= Sky Macklay =

American classical composer

Sky Macklay (born 1988) is an American composer of concert music and an oboist. She was winner of the Leo Kaplan Award (the top prize in the Morton Gould Young Composer Award of the American Society of Composers, Authors and Publishers) in 2013 and 2016. Born in Waseca, Minnesota, she completed a Doctor of Musical Arts degree in composition from Columbia University in the City of New York in 2018. She also holds degrees from The University of Memphis (MM) and Luther College (BA). She is a founding member of Ghost Ensemble. Previously, she served as Assistant Professor of Composition at Valparaiso University. and serves as Lecturer of Composition at the Peabody Institute.

== Biography ==

===Early life and musical education===
Macklay started off playing oboe at the age of 10, and was an active participant in choir growing up. She also picked up the piano around the age of 12. By the time she was in her late teens, 17 or 18, she started composing. This focus on composition was later formalized during her sophomore year of undergraduate studies for her BA degree at Luther College. Alongside her interest in composition, she did continue on with her studies in oboe, even through her MM degree at The University of Memphis.

Under the mentorship of George Lewis, Georg Friedrich Haas, and Fred Lerdahl, she completed her DMA degree in composition from Columbia University in the City of New York.
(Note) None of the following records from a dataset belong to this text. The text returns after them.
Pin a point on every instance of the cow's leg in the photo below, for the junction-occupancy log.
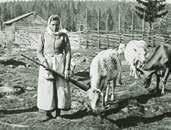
(134, 72)
(113, 90)
(107, 93)
(164, 80)
(120, 78)
(102, 88)
(130, 70)
(157, 82)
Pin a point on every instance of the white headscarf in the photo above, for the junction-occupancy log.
(52, 17)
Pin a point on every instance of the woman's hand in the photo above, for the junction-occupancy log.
(44, 62)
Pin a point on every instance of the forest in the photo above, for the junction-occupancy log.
(75, 13)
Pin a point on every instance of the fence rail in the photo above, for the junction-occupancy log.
(101, 39)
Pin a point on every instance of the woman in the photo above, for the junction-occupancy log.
(54, 51)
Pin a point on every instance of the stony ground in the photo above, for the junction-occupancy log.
(134, 108)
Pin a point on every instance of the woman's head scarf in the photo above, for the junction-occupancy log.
(51, 18)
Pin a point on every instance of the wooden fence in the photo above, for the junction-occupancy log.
(104, 40)
(90, 39)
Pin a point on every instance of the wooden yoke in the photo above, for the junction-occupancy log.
(75, 82)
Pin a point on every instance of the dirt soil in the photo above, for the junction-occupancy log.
(134, 107)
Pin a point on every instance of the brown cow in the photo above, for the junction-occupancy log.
(160, 61)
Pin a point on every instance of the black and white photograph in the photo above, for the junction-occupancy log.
(85, 64)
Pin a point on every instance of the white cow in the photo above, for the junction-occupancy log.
(134, 53)
(105, 67)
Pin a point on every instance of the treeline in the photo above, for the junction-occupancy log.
(103, 15)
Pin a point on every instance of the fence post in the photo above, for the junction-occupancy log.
(132, 26)
(86, 30)
(108, 41)
(98, 28)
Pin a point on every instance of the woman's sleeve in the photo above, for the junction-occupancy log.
(40, 49)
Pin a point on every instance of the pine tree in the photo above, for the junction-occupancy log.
(150, 10)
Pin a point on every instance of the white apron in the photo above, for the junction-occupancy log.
(53, 94)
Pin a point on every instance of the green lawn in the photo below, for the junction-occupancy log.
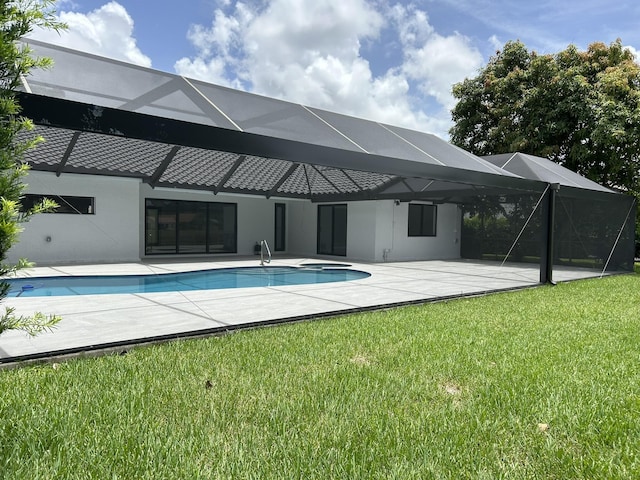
(542, 383)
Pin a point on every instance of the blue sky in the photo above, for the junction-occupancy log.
(388, 61)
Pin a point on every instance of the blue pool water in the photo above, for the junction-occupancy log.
(172, 282)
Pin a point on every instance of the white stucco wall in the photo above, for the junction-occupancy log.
(110, 235)
(376, 226)
(115, 233)
(445, 245)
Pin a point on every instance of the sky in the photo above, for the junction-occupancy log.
(390, 61)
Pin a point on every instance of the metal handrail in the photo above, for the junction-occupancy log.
(264, 246)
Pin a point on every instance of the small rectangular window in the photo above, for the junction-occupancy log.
(66, 203)
(422, 220)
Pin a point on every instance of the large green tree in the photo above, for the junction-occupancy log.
(18, 18)
(580, 109)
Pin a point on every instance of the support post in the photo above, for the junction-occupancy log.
(547, 247)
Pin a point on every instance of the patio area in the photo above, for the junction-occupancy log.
(93, 323)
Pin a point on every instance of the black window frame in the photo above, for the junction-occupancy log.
(335, 212)
(426, 215)
(280, 227)
(208, 246)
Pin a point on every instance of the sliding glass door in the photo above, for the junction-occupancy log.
(180, 227)
(332, 230)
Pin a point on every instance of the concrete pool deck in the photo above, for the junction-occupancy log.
(99, 322)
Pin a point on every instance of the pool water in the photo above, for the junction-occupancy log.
(242, 277)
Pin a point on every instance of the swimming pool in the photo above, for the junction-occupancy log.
(239, 277)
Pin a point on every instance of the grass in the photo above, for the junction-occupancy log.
(542, 383)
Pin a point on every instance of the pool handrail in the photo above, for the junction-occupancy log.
(264, 246)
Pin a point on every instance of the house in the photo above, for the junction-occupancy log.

== Selected compositions ==
Macklay has published a complete list of her works. These include:
- Dissolving Bands (2012), an abstract orchestral reflection on the American Revolutionary War, commissioned by the Lexington Symphony and The Walden School for the tercentennial of Lexington, Massachusetts. The title is a reference to the United States Declaration of Independence. It won the 2013 Leo Kaplan Award, the top prize in the ASCAP Morton Gould Young Composer Awards.
- Harmonibots (2015), a sonic and kinetic installation of inflatable harmonica-playing robots commissioned by the International Alliance for Women in Music.
- Many Many Cadences (2016), a string quartet for Spektral Quartet, Macklay's second ASCAP Award recipient and a Grammy nominee.